Yeah, as already mentioned, Japanese phonetics are usually pretty simple, and the syllablic sound doesn't change much when characters are joined together, unlike English where letter combinations change the pronunciation of the letters involved.

Most Japanese people tend to say "su" very quickly, often sounding like it's dropped altogether.  Hence "Sasuke" (Sas-kay), "Daisuke" (Dise-Kay), or "Akatsuki" (Ah-kahts-ki).


----------



## Sushi Cyanide (Apr 14, 2007)

A- Ka- Tsu- Ki.
A- kat- suu- key.

Something like that.  It has the 'Aka' and the 't' in 'tsu'  so it's not 'Akasuki'.


----------



## Beluga (Apr 14, 2007)

A-ka- tsuki xD


----------



## Uchiha Obito ♥ (Apr 14, 2007)

Ah-kah-tsu-ki is how I pronounce.


----------



## MoonlitTiger (Apr 14, 2007)

"Ah-Kah-Sue-Ki"


----------



## l)emonMarine (Apr 14, 2007)

I pronounce it Ah-kat-suk-e, but in the english dub they say A-kat-ski


----------



## Dango (Apr 14, 2007)

Aa-ka-suu-key.


----------



## Hiruto Uzumaki (Apr 14, 2007)

It's sickening how they must always get rid of the final U, _*for every word*_!


----------



## natwel (Apr 14, 2007)

Aka -Tsu - Ki

the A's in aka are the same A's as in 'can'.

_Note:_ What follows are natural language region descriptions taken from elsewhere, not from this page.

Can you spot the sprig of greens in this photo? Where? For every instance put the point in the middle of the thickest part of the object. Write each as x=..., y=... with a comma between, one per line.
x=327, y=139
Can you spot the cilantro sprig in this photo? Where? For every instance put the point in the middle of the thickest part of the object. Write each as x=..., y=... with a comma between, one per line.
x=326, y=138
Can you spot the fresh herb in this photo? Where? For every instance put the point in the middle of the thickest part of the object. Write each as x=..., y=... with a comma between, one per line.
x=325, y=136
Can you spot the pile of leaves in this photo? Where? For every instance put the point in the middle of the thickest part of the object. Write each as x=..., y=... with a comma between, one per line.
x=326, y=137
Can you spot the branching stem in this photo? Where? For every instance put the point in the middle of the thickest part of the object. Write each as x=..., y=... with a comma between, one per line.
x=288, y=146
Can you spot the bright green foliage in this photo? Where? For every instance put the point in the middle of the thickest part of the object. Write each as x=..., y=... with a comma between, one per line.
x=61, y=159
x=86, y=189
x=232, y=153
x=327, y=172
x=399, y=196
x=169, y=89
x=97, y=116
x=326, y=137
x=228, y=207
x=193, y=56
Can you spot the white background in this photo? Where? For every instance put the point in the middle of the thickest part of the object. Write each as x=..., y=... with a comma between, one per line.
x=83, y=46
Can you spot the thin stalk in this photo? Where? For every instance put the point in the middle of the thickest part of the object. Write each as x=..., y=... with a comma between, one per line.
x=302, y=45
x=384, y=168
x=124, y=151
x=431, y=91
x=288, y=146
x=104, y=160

"tsu" as in 'tsunade', but you don't hold the 'u' for long. So it's like 'ttssski'

"Ki" exactly the same pronounciation as "key"


----------



## Akatsuki_Dei (Apr 14, 2007)

a-cat-su-key o_O? i think


----------



## Rokurai (Apr 14, 2007)

Funny how almost no one here knows what they're talking about, except a handful.

And Hiruto, they don't get rid of it. It's just said too fast for you to understand, like how most people say "probly" instead of "probably". It's just easier. We don't always use proper English, why should they have to use proper Japanese?


----------



## Ehm_Ess (Apr 14, 2007)

The "u" isn't pronounced. 

Akat-ski

Just like how Sasuke is "Sas-kay" and not "Sa-su-kay"


----------



## _Amaterasu_ (Apr 15, 2007)

And all this time I thought it was ih-tah-chi's bit-ch-es....


----------



## cloudsymph (Apr 15, 2007)

Ehm_Ess said:


> The "u" isn't pronounced.
> 
> Akat-ski
> 
> Just like how Sasuke is "Sas-kay" and not "Sa-su-kay"

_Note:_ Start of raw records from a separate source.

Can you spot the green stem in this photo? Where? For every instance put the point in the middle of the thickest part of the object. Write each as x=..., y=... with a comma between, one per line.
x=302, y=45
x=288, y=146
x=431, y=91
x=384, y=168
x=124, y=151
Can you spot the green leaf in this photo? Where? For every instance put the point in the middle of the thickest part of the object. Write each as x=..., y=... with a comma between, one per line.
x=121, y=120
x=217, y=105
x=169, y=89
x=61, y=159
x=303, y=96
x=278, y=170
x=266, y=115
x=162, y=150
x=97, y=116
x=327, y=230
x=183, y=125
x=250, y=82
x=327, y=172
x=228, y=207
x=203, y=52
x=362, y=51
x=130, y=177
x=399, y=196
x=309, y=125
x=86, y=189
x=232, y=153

dude the u is pronounced go to japan and say akatski they will have no idea what you are saying.  the u is just prnounced in a quick succession therefore to non native speakers we can't really tell. i was chatting to my host fater there and i asked him is sasuke(i said sas-ke) a popular name like suzuki and honda he was literally like WTF you on about boy.  he corrected me by saying what i thought was saske aswell but the su said extremely fast therefore we can't pick it up.  just like most asians can't differentiate the l and r in english.

and one more time its  ah-ka-t-su-ki said in quick successions at the ka-t-su part.


----------



## Razza (Apr 15, 2007)

Ah-kat-su-ki with a slight pause between the kat and the su... Well not a pause but the T is a hard T and the u is a short u.


----------



## quizzlix?! (Apr 15, 2007)

A-Cat-sue-kaes


----------



## Hiruko (Apr 15, 2007)

Yes, a clear U is rarely heard in japanese, but it is a-ka-tsu-ki, just how it looks.


----------



## Chee (Apr 15, 2007)

Ehm_Ess said:


> The "u" isn't pronounced.
> 
> Akat-ski
> 
> Just like how Sasuke is "Sas-kay" and not "Sa-su-kay"



The "u" is whispered, and in some cases it is pronounced.


----------